In the siamese configuration, two identical encoder towers (sharing weights) each process one of two input sentences independently. Each encoder produces token embeddings, which are then aggregated by a pooling operation — mean pooling over all token embeddings is the most effective by default — to yield a single sentence embedding vector. The cosine similarity between the two sentence embeddings is computed, and the network is trained with a softmax loss over natural language inference labels (entailment, contradiction, neutral) or a regression loss over sentence similarity scores from STS datasets.

The resulting model produces sentence embeddings that can be pre-computed and indexed. At inference time, only the query sentence requires a new encoder pass; all corpus embeddings are retrieved from the index.

Training Objectives

Multiple training objectives have been developed for sentence transformer models depending on the intended downstream task.

Classification-based fine-tuning trains the model to predict semantic relationships between sentence pairs, with cross-entropy loss over NLI or STS classes. Regression fine-tuning optimises cosine similarity scores against human-annotated similarity ratings, common in STS benchmarks. Triplet loss training uses anchor-positive-negative triplets, pushing the embedding of a positive (semantically similar) example closer to the anchor than the embedding of a negative (semantically dissimilar) example by a margin. Contrastive learning with in-batch negatives — used in models such as SimCSE and E5 — treats all other examples in a training batch as negatives for each anchor, enabling efficient training on large-scale text pairs.

Model Families

The sentence-transformers library on Hugging Face, maintained by Nils Reimers and the SBERT team, hosts hundreds of pre-trained models. Notable families include all-MiniLM-L6-v2, a compact 22M-parameter model offering strong performance with low latency; all-mpnet-base-v2, a higher-quality 109M-parameter model; and multi-qa and multi-lingual variants that support retrieval across multiple languages.

Several commercial embedding APIs provide sentence transformer functionality as a managed service. OpenAI's text-embedding-3 series, Cohere Embed, Google's Gecko and Gemini embeddings, and Voyage AI all expose embedding endpoints. These APIs offer convenience and high-quality multilingual coverage at the cost of data egress and per-token pricing.

Applications

Semantic search and hybrid search pipelines use sentence transformers as the dense retrieval component, encoding both queries and corpus documents into a shared embedding space and retrieving the most similar documents by approximate nearest-neighbour search in a vector database such as Pinecone, Weaviate, or Qdrant.
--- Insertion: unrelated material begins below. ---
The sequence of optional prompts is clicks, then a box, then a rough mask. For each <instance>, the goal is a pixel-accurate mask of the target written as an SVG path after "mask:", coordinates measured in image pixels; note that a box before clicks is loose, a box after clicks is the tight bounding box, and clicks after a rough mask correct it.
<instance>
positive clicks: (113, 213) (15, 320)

Retrieval-augmented generation (RAG) systems rely on sentence transformers to embed knowledge base chunks and retrieve the most relevant passages to include in the LLM prompt. The quality of the embedding model is a primary determinant of RAG system accuracy.
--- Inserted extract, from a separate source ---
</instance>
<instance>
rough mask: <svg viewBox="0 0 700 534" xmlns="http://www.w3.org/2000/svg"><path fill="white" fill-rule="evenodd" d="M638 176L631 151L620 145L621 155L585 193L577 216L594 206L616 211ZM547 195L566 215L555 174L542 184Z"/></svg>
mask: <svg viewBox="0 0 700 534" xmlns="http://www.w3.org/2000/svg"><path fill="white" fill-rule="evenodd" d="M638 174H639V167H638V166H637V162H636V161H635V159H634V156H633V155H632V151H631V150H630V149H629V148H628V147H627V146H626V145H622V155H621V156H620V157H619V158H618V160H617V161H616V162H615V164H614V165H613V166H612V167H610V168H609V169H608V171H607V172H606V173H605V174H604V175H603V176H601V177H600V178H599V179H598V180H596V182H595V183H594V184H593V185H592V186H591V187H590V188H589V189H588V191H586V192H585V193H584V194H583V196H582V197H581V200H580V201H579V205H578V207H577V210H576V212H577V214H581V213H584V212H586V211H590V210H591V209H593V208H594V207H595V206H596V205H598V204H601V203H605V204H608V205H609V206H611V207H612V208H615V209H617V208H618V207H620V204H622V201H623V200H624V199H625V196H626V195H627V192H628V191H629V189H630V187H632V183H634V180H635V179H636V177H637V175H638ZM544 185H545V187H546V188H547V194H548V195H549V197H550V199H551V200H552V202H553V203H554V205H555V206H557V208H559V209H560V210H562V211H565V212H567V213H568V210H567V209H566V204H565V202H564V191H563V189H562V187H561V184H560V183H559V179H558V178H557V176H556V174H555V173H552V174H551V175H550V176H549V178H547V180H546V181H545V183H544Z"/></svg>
Duplicate detection and question deduplication in customer support or forum systems use sentence transformer embeddings to cluster similar queries, routing duplicates to existing answers. Cross-lingual semantic search uses multilingual sentence transformers to retrieve documents in a different language from the query language, useful in multilingual document collections.

Evaluation

The primary evaluation benchmark for sentence transformers is the Semantic Textual Similarity (STS) suite, which measures Spearman correlation between model-predicted similarity scores and human annotations. The MTEB (Massive Text Embedding Benchmark) provides a more comprehensive evaluation across retrieval, clustering, classification, and STS tasks in over 50 languages.

See Also

References

  1. Reimers, N., & Gurevych, I. (2019). Sentence-BERT: Sentence Embeddings using Siamese BERT-Networks. Proceedings of EMNLP 2019.
  2. Feng, F., et al. (2022). Language-agnostic BERT Sentence Embedding. Proceedings of ACL 2022.
  3. Muennighoff, N., et al. (2023). MTEB: Massive Text Embedding Benchmark. Proceedings of EACL 2023.
  4. Gao, T., Yao, X., & Chen, D. (2021). SimCSE: Simple Contrastive Learning of Sentence Embeddings. Proceedings of EMNLP 2021.
  5. Wang, L., et al. (2024). Text Embeddings by Weakly-Supervised Contrastive Pre-training. arXiv:2212.03533.